Recent article in Irish times (you havent a CLUE what you are talking about Sully)

Louise Holden 

When Hibernia College got the Government's seal of approval for its online teacher-training courses many were suspicious. There are now more than 1,000 teachers who did their training online. So has the venture affected the quality of teaching or is the brave new world here? 

When Hibernia College launched its online primary teacher-training program three years ago it was met by strident opposition from powerful quarters. The colleges of education claimed that Hibernia represented an attack on the professional status of teachers and a threat to the well-being of primary schoolchildren. Some 800 student teachers marched to protest against the decision to approve the new online course, claiming that the accreditation process was not independent, and that the move represented the sell-out of their profession. The INTO regarded the new privately-run course as a prelude to cutbacks in the State teacher-training system. 

Three years on, Hibernia has just celebrated the graduation of its second crop of qualified primary teachers. Despite opposition from all the major professional stakeholders in primary education, there are now over one thousand Hibernia-trained primary teachers in the system. There have been no complaints from principals, teachers, students or parents about their level of professionalism. The widely demanded independent review of Hibernia's online course has not taken place, although the newly established Teaching Council has plans to review all teacher education programmes in Ireland in the near future. In the meantime, aspirant teachers are voting with their feet, and applications for Hibernia's online course are growing exponentially. 

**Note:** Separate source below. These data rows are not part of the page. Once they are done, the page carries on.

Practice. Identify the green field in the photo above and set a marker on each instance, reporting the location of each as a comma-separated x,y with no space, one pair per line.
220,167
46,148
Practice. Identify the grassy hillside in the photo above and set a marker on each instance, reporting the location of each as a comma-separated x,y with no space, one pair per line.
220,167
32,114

"In our first year of operation over 90 per cent of our applications came from unqualified teachers already working in the primary school system," says Hibernia president Sean Rowland. "At that time, the number of unqualified teachers in Irish schools was in the thousands. Now, we have applicants from a wide cross section of backgrounds - we receive dozens of applications every day." Rowland, a former teacher himself, took the attacks of three years ago on the chin and pressed ahead with enrolment despite some rather vicious accusations of a profit-motivated move to provide "yellow pack" training for teachers. He says that the course was underestimated and misunderstood by many critics at the time. 

"The course uses a mixture of online content, live tutorials and face-to-face classes, with less than half of all classes conducted online. At the time, critics said it was impossible to deliver critical aspects of teacher training such as PE, the Gaeltacht module and practical teaching over the internet. Of course they were right, but our course has always included the same number of class contact hours as any traditional course as well as an on-site PE training module at Easter, a one-month Gaeltacht module in the summer and fortnightly face-to-face tuition time for other sections of the primary curriculum which are not deliverable online. That was always the case." 

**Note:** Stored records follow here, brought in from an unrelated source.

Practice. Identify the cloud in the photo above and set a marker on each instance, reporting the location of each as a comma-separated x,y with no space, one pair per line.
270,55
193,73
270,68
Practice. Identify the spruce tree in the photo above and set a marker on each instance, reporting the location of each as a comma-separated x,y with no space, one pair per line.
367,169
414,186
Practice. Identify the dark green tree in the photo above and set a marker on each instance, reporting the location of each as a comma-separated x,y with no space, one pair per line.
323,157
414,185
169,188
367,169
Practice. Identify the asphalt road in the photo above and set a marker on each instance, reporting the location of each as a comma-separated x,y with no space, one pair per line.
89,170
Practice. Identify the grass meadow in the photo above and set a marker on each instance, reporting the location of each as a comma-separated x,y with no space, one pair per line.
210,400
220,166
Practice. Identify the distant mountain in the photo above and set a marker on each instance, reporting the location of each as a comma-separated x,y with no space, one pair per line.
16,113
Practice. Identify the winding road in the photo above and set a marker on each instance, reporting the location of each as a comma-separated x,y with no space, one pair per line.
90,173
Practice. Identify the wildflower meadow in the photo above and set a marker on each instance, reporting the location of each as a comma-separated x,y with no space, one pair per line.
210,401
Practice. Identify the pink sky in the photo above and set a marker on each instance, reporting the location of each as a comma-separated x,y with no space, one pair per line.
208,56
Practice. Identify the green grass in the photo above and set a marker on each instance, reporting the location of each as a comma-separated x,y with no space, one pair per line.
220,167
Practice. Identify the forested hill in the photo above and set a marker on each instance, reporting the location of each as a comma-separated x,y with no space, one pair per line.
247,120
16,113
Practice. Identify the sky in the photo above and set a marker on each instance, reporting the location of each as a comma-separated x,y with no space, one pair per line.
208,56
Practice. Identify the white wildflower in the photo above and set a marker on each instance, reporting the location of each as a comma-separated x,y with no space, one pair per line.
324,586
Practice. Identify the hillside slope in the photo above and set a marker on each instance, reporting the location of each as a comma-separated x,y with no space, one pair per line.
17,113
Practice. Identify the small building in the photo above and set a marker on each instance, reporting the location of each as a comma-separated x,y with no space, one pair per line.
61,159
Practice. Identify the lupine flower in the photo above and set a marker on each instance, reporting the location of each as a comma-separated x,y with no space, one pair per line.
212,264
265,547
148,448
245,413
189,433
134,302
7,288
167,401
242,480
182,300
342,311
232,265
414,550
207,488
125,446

The difference, according to Rowland, is that students who are already working, as the majority of Hibernia trainees are, can do half of their course work from home and the other half in education centres convenient to where they live and work, rather than having to give up their jobs and move to a college of education locale. This has opened up the option of teacher training to a much wider population of students, says Rowland, not least those who are already teaching, but without a qualification. One of the course graduates was acting principal in a national school at the time of application. 

Many others are coming from banking, from IT and from working in the home - the course is popular options for graduates who have had to give up work to raise children, as much of the face-to-face tuition takes place on weekends. 

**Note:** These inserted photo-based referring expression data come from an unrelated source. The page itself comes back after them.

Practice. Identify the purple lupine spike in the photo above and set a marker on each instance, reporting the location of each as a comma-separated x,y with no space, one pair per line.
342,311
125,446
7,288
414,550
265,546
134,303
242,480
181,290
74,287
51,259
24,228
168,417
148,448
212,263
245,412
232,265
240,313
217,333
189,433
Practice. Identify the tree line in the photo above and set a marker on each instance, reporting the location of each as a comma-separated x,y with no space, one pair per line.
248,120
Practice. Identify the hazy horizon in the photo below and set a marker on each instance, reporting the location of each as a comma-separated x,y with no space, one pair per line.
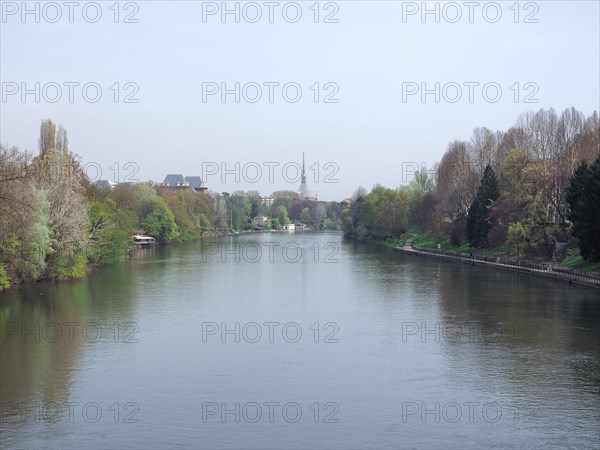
367,137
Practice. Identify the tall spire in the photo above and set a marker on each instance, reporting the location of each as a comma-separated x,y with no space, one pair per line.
303,179
303,190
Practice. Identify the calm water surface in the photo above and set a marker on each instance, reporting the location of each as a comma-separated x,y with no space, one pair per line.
347,347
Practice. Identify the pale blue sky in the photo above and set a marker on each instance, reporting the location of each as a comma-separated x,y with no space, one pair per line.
369,53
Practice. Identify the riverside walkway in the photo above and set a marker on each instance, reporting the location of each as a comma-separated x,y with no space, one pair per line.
572,276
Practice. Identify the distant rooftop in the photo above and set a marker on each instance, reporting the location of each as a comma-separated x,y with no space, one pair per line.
194,181
173,180
104,184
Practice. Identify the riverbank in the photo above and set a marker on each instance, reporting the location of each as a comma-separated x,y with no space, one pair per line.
572,276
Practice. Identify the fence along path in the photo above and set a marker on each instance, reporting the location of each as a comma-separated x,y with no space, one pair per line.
579,276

At €6,600 for 18 months' tuition, the course does not come cheap. At the time of its establishment, some critics accused the private college of offering a training option that excluded the less well off. However, as a part-time postgraduate course the programme would never have been part of the free fees scheme anyway, even if it had been offered through a State training college. Part-time learners are discriminated against in all sectors of education, not just teacher training. 

At this point, however, Rowland feels that the college is earning its stripes and should be welcomed by the educational fraternity. "We've talked the talk for many years about becoming an e-learning hub. There was massive Government investment in Media Lab Europe, which is now closed. The bottom line is that we are doing it. We came into profit a year and a half earlier than planned, and that's without the capitation fees that the colleges of education receive from the Government. We need to look at integrating Hibernia more into the mainstream." 

John Carr, president of the INTO, says that the INTO has always rejected the "yellow pack" tag for any student teacher on the Hibernia course. 

"The INTO demanded that the Department of Education and Science commission a high level evaluation of the Hibernia Course. This did not happen," says Carr. "The union sought assurances that the Department of Education and Science would apply the same standards of inspection that apply to other courses to the Hibernia course. The INTO is satisfied that this has been done properly. Since the establishment of the Hibernia course, the newly formed Teaching Council has been given the responsibility of ensuring the highest standards of teacher education in all colleges. The INTO will insist that the council ensures that the high standards of teacher preparation in Ireland are maintained. It has been INTO policy for many years that there should be alternative routes into primary teaching without sacrificing the evident quality of teacher education."


----------



## Haille (28 Jan 2008)

Do not know if I will be of much help.I am an ex teacher who has decided to take a career change from primary teaching after 27 years, spent 20 years teaching principal. My advice would be to try securing a number of hours as a SNA [special needs assistant.]It would give you a day to day insight of classroom teaching.You would also get the chance to talk to staff members on the many roles teachers are expected to perform nowadays. Its all very fine discussing the merits of B.Ed/ Post Grad/Hib courses to get into teaching but unfortunately they do not educate one completely in coping with many issues on the ground. I am not trying to discourage you but you first of all need to know is this the job I want to do.
     What is your primary and post grad qualifications?  Primary teaching can be very rewarding you have so many subject changes many of which can be integrated unlike 2nd. level where one is confined to a small number of subject areas.You often have the same group of children especially in rural areas for a number of years so you get an opportunity to know them well.You also get to meet parents regularly [informally] so its great to discuss issues.Whereas as at 2nd.level teenagers definitely do not want their parents calling informally to school so only contact is at P/T meetings.
      There are primary teaching jobs at the moment but with economy on downward spiral perhaps finance will dictate things.There is a huge male/female imbalance in primary teaching.In rural areas  males tend to dominate principalships but this is changing rapidly [a good thing] many men myself included are leaving that role at an alarming rate. Financially not worth it. I know that in a lot of rural schools in the next 5 years there will be no male teacher. I am only looking at make up of existing staffs and schools that I know. I have nt taken into account the number of males currently in training colleges.However In the last few years there has been increased interest in primary teaching due to the definite job available when qualified.As many primary degrees nowadays are 4 years followed by the necessity of post grad qualification, the current 3 year BEd programme seems attractive.
      The open days for Mary I was before Christmas not sure when the others take place


----------



## gianni (31 Jan 2008)

Thanks for the enlightened views folks, you have been most helpful!

The whole hibernia debate is something that seems to be a hot topic amongst the trade! Two sides to every story never seemed so apt....


----------